Lawmakers as well as analysts expect in general that over the next few months a limited agreement – possibly on its own, and possibly involving the enactment of some deficit reduction measures proposed by the administration plus some new ones – will be reached. But while such an accord could placate investors in U.S. debt for some time, it will probably only delay America’s reckoning with its unsustainable public finances rather than correct the course.

America’s budget deficit in the year to last September amounted to about $1.3-trillion – the second highest on record. Over the next several years, as the economic recovery advances and the impact of emergency spending measures taken during the recession start to wane, the country’s deficits are expected to shrink naturally.

But the relief will be temporary: because of the retirement of the baby-boomer generation, which starts in earnest this year, the cost of government healthcare and pension programmes is projected to soar. According to a report issued last month by an 18-member bipartisan commission on fiscal responsibility, by 2025 tax revenues will be sufficient to finance only interest payments – which are projected to soar from their current $2-trillion a year to more than $1-trillion – and entitlement programmes, with no room for anything else.

“Every other federal government activity – from national defence and homeland security to transportation and energy – will have to be paid for with borrowed money,” it warns. By 2035, rising debt could reduce gross domestic product per capita by as much as 15 per cent. That would imply a harsh reduction in Americans’ standard of living.

This gloomy picture is what could eventually cause a crisis in international capital markets. It is also what drove the commission, led by Erskine Bowles, former White House chief of staff under Mr Clinton, and Alan Simpson, former Republican senator from Wyoming, to attempt what had rarely been tried before in Washington: to craft a detailed template to solve the country’s budget woes, offering Americans and their lawmakers a concrete glimpse of what it would take to correct the problem.

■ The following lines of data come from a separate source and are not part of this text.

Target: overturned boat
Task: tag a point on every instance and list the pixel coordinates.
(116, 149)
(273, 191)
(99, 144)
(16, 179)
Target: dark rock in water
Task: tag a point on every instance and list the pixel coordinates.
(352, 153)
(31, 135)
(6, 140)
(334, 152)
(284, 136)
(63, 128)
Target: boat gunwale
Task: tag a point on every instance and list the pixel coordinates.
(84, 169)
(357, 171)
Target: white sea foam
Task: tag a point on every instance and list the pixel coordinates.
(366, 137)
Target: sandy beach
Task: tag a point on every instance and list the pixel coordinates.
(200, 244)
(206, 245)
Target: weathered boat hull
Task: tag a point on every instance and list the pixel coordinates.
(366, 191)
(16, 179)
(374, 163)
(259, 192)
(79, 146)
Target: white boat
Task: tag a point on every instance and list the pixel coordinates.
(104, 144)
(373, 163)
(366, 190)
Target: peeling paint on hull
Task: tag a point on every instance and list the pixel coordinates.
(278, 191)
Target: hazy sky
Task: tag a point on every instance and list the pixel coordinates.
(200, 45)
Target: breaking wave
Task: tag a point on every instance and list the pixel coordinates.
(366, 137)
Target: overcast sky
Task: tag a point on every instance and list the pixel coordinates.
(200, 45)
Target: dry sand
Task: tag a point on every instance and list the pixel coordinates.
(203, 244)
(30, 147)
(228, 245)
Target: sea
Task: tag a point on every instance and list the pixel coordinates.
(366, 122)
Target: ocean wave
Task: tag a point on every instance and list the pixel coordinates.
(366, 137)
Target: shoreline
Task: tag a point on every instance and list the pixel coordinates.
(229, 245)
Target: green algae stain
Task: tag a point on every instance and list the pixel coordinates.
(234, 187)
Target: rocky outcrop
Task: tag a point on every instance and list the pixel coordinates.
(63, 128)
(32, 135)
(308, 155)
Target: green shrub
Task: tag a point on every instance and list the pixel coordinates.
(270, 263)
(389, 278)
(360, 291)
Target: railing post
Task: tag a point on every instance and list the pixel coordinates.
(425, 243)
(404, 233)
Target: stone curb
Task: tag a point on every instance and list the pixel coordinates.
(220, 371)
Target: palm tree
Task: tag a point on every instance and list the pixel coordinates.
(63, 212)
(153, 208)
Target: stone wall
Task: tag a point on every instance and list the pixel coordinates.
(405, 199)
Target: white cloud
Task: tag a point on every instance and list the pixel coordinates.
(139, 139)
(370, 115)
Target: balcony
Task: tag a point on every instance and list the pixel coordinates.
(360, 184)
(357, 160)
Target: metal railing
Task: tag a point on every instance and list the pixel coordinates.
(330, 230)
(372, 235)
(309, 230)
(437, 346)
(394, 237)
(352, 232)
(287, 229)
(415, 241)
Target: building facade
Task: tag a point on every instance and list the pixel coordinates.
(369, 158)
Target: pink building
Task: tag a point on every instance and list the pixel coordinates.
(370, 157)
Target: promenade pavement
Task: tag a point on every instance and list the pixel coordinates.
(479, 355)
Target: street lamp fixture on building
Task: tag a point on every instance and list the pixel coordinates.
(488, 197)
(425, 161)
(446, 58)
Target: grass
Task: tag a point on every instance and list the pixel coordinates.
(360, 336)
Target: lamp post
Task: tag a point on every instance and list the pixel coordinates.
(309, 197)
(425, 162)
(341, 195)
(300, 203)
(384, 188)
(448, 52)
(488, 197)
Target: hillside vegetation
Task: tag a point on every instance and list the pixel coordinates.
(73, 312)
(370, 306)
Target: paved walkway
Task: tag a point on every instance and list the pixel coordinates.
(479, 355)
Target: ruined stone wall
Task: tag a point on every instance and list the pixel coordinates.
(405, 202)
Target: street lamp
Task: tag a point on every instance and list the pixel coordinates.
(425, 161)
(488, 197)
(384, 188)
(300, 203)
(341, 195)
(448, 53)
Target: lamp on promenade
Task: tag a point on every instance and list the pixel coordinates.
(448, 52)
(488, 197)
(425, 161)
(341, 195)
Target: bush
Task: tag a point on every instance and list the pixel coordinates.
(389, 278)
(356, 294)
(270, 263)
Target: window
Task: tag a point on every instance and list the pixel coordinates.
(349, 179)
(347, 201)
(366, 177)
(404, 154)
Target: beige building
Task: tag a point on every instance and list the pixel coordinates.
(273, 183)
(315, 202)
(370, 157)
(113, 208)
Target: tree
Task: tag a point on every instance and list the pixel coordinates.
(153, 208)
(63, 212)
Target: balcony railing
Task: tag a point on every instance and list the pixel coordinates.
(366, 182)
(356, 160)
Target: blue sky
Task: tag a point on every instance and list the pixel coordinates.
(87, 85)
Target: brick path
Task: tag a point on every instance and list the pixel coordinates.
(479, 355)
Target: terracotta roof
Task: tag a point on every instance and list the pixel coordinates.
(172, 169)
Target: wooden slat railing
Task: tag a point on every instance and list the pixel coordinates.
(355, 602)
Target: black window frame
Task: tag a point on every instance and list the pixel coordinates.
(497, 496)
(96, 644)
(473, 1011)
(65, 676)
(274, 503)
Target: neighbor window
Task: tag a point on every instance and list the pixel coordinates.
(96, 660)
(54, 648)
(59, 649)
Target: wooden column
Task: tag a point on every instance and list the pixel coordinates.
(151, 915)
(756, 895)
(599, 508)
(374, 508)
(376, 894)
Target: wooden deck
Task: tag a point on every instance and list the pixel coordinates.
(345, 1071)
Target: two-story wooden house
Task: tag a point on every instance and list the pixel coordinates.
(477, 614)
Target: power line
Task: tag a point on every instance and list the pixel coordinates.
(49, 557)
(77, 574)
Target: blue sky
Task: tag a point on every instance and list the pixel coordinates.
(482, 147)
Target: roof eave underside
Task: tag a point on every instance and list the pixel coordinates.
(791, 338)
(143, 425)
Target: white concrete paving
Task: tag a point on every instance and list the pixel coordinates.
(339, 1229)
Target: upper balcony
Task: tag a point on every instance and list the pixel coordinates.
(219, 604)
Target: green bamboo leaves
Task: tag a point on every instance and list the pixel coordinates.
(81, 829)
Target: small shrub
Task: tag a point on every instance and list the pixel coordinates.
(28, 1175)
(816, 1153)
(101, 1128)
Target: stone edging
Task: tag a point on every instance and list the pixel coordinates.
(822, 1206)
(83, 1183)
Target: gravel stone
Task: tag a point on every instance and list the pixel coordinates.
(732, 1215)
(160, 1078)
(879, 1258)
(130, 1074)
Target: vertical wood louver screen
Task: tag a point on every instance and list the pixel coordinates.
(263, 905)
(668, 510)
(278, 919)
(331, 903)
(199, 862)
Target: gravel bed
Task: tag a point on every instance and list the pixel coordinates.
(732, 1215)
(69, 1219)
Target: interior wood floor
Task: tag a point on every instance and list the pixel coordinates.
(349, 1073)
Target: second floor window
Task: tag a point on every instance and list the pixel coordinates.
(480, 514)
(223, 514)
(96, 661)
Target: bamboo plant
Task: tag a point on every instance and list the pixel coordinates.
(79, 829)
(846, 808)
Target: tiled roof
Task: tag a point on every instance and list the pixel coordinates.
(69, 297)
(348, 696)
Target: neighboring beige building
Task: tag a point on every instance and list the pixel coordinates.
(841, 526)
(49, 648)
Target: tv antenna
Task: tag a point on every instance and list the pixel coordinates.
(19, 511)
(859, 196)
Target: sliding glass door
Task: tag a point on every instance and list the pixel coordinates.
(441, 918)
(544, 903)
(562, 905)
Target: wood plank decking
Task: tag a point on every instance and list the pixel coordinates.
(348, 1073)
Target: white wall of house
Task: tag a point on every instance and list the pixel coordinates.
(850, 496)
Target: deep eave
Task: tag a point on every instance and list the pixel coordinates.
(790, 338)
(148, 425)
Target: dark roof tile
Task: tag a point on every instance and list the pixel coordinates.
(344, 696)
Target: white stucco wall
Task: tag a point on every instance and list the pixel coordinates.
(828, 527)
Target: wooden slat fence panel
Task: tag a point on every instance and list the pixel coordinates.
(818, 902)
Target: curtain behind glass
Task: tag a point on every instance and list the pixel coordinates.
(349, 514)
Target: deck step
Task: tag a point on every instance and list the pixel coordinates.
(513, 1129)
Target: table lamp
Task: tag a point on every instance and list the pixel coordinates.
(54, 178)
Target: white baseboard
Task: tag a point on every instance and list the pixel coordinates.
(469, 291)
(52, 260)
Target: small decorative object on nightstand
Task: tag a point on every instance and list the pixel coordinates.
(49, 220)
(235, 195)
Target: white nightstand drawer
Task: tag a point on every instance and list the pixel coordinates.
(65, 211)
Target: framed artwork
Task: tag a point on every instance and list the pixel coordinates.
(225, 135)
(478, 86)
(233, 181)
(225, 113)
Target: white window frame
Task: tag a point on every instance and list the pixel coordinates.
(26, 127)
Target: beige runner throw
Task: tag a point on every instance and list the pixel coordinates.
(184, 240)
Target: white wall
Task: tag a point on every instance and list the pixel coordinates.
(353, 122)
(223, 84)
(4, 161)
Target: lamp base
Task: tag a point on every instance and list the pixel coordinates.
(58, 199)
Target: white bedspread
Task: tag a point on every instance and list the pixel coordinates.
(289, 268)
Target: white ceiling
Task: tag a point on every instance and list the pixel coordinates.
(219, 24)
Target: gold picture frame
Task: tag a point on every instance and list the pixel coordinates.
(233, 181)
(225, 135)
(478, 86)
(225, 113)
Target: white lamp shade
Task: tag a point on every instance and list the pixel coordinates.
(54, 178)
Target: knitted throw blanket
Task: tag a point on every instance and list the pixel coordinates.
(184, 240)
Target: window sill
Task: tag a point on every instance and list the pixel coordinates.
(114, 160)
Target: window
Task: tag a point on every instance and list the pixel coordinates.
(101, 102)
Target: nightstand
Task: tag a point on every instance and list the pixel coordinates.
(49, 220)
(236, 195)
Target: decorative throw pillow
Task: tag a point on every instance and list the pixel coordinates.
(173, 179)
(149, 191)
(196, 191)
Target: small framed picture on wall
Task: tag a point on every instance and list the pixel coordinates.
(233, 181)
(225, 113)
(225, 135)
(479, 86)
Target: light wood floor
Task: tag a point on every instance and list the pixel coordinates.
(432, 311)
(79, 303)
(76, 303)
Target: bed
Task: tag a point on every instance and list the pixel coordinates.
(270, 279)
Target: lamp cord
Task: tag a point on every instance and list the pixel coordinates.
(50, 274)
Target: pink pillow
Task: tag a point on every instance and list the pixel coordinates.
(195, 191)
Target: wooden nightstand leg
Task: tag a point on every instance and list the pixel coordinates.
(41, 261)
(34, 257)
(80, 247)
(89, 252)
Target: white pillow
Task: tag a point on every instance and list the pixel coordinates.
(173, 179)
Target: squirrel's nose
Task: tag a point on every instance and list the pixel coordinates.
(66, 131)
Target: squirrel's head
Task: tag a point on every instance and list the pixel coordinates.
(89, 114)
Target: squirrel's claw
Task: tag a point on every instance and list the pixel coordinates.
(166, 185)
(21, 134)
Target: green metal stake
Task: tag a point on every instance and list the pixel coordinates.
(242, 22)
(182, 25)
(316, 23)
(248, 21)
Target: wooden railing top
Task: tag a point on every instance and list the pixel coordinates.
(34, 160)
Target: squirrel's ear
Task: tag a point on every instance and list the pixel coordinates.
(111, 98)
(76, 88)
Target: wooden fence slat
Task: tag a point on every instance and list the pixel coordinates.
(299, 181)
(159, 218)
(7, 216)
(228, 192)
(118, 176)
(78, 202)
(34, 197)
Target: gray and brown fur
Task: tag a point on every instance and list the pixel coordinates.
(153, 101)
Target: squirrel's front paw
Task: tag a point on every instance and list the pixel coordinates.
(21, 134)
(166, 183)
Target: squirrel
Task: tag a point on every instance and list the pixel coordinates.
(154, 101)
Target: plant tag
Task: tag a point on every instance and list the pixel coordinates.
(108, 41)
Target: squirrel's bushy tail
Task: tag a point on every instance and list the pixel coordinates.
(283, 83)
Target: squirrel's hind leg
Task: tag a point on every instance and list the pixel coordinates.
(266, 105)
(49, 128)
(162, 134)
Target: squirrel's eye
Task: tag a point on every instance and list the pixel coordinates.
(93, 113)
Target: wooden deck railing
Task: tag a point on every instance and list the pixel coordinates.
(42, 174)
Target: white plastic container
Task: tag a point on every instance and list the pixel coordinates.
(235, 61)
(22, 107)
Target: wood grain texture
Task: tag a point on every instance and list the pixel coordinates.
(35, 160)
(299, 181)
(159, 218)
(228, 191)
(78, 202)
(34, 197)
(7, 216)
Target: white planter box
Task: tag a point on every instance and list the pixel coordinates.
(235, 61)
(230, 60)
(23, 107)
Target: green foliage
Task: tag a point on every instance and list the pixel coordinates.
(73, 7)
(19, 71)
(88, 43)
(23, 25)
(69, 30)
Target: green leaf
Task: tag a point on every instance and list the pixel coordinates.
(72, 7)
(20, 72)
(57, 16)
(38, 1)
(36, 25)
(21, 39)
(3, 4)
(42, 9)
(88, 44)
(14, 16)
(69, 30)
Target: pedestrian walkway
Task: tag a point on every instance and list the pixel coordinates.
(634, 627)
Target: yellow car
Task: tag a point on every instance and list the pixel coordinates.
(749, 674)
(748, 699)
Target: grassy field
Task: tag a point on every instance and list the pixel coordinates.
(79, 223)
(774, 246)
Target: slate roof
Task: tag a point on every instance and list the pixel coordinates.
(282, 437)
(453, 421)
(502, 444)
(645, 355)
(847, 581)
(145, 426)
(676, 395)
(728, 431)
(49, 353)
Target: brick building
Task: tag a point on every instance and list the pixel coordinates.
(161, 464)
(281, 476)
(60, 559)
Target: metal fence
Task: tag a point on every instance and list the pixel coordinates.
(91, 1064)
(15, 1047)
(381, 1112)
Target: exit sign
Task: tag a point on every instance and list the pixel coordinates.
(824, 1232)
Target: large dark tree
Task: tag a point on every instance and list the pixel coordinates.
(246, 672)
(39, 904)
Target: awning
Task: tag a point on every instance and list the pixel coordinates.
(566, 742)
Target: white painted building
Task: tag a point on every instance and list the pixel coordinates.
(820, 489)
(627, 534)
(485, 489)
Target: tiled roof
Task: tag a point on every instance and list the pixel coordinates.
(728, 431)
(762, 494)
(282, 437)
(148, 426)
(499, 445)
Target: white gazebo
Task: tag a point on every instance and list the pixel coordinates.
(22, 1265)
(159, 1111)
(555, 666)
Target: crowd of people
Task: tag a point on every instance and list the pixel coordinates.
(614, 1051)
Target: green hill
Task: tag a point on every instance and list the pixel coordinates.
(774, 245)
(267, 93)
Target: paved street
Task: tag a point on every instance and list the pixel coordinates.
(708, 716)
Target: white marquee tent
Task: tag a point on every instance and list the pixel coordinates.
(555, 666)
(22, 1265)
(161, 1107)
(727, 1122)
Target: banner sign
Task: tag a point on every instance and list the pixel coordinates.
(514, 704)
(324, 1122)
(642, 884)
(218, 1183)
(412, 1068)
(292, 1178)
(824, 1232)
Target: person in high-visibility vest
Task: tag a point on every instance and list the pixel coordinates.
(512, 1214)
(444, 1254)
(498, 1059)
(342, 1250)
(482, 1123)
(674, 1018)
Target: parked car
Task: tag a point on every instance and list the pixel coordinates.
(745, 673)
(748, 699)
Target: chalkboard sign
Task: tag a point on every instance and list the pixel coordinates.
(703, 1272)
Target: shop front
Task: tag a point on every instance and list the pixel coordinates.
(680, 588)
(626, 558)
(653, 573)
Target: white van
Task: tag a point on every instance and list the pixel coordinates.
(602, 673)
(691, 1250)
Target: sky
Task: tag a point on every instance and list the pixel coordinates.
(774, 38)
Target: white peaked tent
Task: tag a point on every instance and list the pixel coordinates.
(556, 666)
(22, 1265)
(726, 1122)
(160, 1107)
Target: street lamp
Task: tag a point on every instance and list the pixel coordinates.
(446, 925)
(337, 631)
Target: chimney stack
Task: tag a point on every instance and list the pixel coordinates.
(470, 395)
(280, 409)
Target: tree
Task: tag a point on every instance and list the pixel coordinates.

The plan recommended a total of $3,900bn in deficit reduction by 2020, with a three-to-one ratio of spending cuts to tax increases. The commission proposed raising the state pension age, curbing government healthcare and limiting popular tax breaks such as the ability to deduct interest paid on mortgages. (Editor: but no massive cuts in war-making or an end fo the US empire signalling that the ruling class is not serious about reducing the budget deficit or the national debt. Presumably, these folks can simply move to another country when the American economy finally implodes).

Some potential options to cut the deficit – such as a consumption or value added tax, or a tax on carbon – were sidelined as politically infeasible. That contributed to a surprising level of agreement on the recommendations, with 11 panellists voting in favour of the package, including six sitting lawmakers. Still, this was not enough to force a vote in Congress on the measures, which would have required a 14-member majority.

The failure of the Simpson-Bowles commission to reach the required threshold is what left America’s fiscal fate in the hands of the ordinary political process, from the White House to congressional leaders such as Kent Conrad, chairman of the Senate budget committee, as well as Mr. Ryan. Turning back to Europe’s debt woes, Mr. Ryan declares: “This is not who we are, and this is not the fate that we want to have.”

However avoiding that fate – and ushering in a new era of U.S. fiscal responsibility – will require a level of political harmony that, in spite of a growing awareness of the problem, still seems elusive.